Did you know that there’s a Knighthood in Europe called “The Knighthood of the Academic Art of Riding”? Bent Branderup established the Knighthood. He’s a man who spent many years learning from great horse riding masters throughout Europe, such as Nuno Oliviera in Portugal and Egon von Neindorft in Germany. As far and wide as Bent traveled, he investigated and studied equine history and horseback riding in particular.
In the Academic Art of Riding, horses are trained with gymnastic exercises, slowly and progressively. Starting with ground work and lunging. With this method, all the aids for communication are introduced to the horse before the horse is even ridden. In this way, the horse also develops it’s body and mind in preparation for a rider. Each horse is trained according to its own unique set of abilities, regardless of the breed or size of the horse.
In the Academic Art of Riding, the trainers use dressage for the horse and not the horse for dressage. The gymnastic movements serve as exercises to benefit the longevity and well-being of the horse, and all the movements are in agreement with natural movements.
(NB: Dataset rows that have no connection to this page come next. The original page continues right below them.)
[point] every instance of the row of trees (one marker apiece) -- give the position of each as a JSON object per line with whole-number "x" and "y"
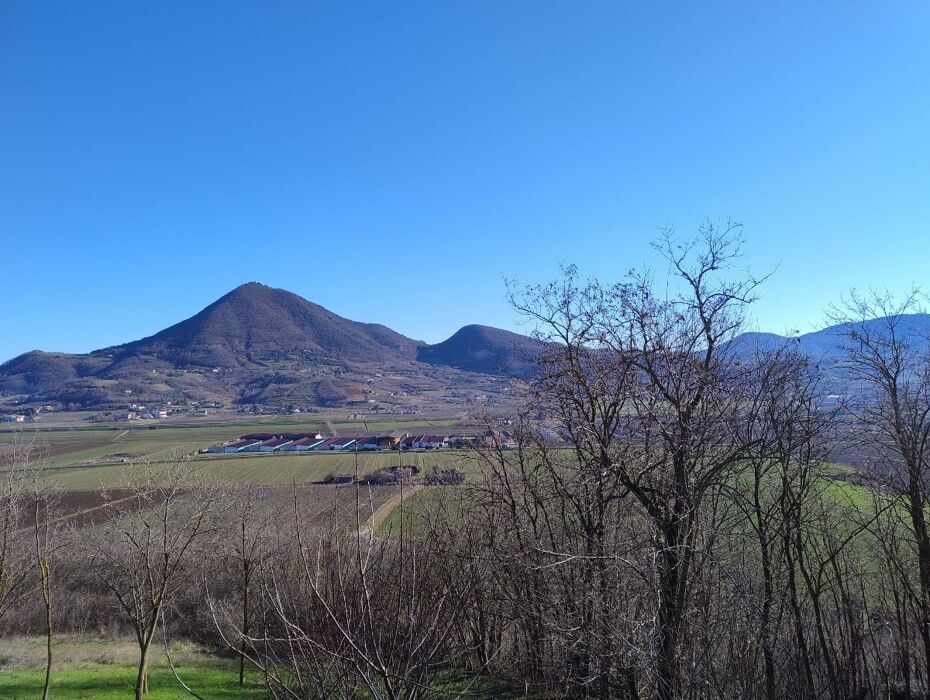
{"x": 693, "y": 541}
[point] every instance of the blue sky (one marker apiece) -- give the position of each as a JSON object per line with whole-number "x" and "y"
{"x": 396, "y": 161}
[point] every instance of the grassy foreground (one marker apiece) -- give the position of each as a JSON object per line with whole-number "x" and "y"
{"x": 104, "y": 668}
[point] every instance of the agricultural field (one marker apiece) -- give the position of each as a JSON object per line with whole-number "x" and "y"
{"x": 102, "y": 457}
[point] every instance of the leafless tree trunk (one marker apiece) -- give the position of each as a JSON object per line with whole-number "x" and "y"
{"x": 143, "y": 557}
{"x": 891, "y": 362}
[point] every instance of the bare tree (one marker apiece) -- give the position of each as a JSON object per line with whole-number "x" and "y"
{"x": 14, "y": 563}
{"x": 889, "y": 360}
{"x": 664, "y": 417}
{"x": 143, "y": 555}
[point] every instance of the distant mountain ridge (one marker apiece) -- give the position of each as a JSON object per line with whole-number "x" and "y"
{"x": 825, "y": 345}
{"x": 255, "y": 323}
{"x": 258, "y": 344}
{"x": 484, "y": 349}
{"x": 248, "y": 339}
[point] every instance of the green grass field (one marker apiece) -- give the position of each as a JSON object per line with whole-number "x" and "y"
{"x": 104, "y": 668}
{"x": 98, "y": 457}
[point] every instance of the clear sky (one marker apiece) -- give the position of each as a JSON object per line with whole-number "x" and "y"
{"x": 395, "y": 161}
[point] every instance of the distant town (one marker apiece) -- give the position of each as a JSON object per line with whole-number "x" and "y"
{"x": 315, "y": 442}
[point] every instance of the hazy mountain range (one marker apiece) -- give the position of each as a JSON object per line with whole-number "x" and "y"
{"x": 262, "y": 345}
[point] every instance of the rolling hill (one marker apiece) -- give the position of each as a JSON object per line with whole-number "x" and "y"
{"x": 257, "y": 344}
{"x": 265, "y": 346}
{"x": 484, "y": 349}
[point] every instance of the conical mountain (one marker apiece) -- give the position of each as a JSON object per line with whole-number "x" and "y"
{"x": 255, "y": 324}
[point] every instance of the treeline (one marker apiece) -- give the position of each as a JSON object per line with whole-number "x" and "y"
{"x": 693, "y": 541}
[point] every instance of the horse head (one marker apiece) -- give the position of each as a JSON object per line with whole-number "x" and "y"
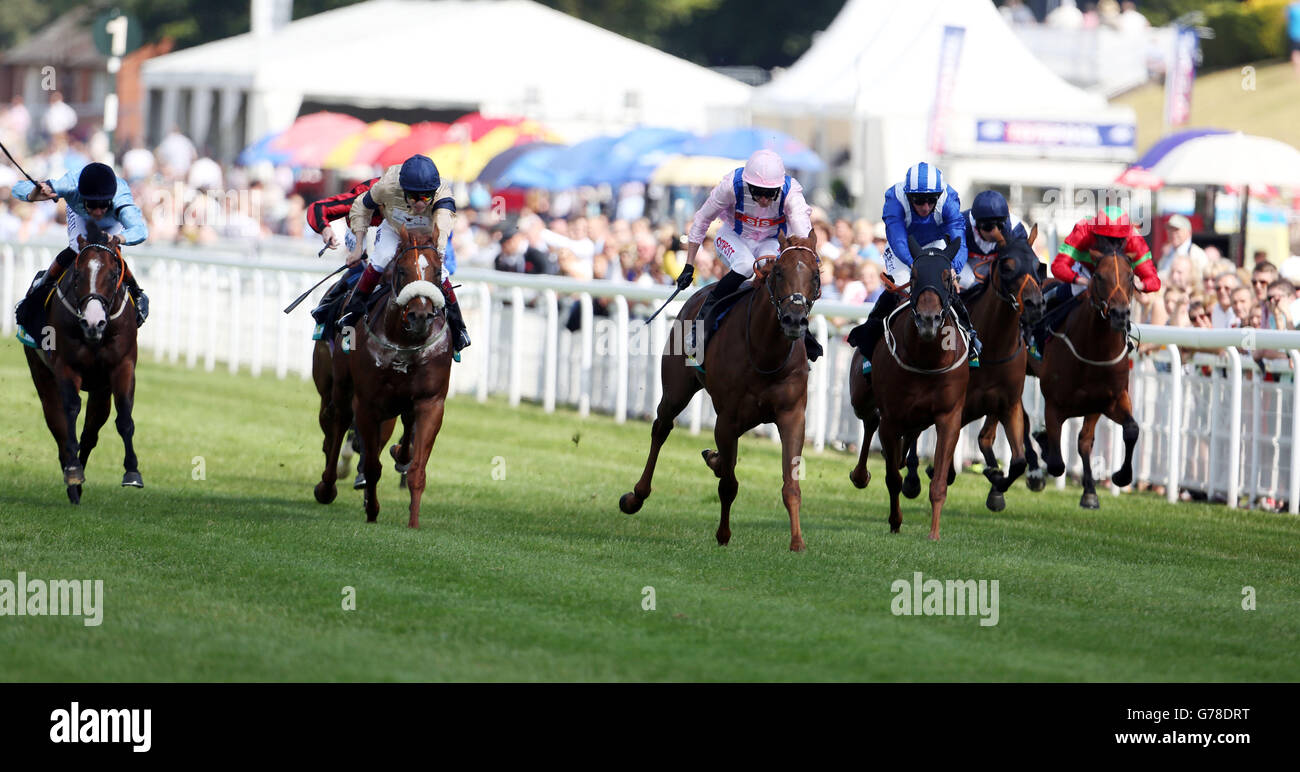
{"x": 931, "y": 285}
{"x": 793, "y": 282}
{"x": 1015, "y": 278}
{"x": 95, "y": 283}
{"x": 1112, "y": 283}
{"x": 416, "y": 280}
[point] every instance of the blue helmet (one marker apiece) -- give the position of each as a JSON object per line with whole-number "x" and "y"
{"x": 923, "y": 178}
{"x": 419, "y": 174}
{"x": 98, "y": 182}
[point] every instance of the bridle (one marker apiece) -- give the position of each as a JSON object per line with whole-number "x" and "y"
{"x": 78, "y": 311}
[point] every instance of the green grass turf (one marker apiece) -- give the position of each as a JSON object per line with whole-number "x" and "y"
{"x": 540, "y": 577}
Over time, horses that are suited to the work are developed, collected and schooled to do the ‘Haute Ecole’ or Highschool movements such as the levade and Croupade. All ridden work is done with one hand.
The Knighthood have done phenomenal work in preserving and developing this “art of riding” over the years . . . an art which was almost lost to the modern world. The Academic Art of Riding has grown in popularity over the last decade and several branches of trainers are located throughout Europe, educating horses and riders to continue the tradition. Some of these trainers even travel abroad to offer clinics as interest in the art form spreads.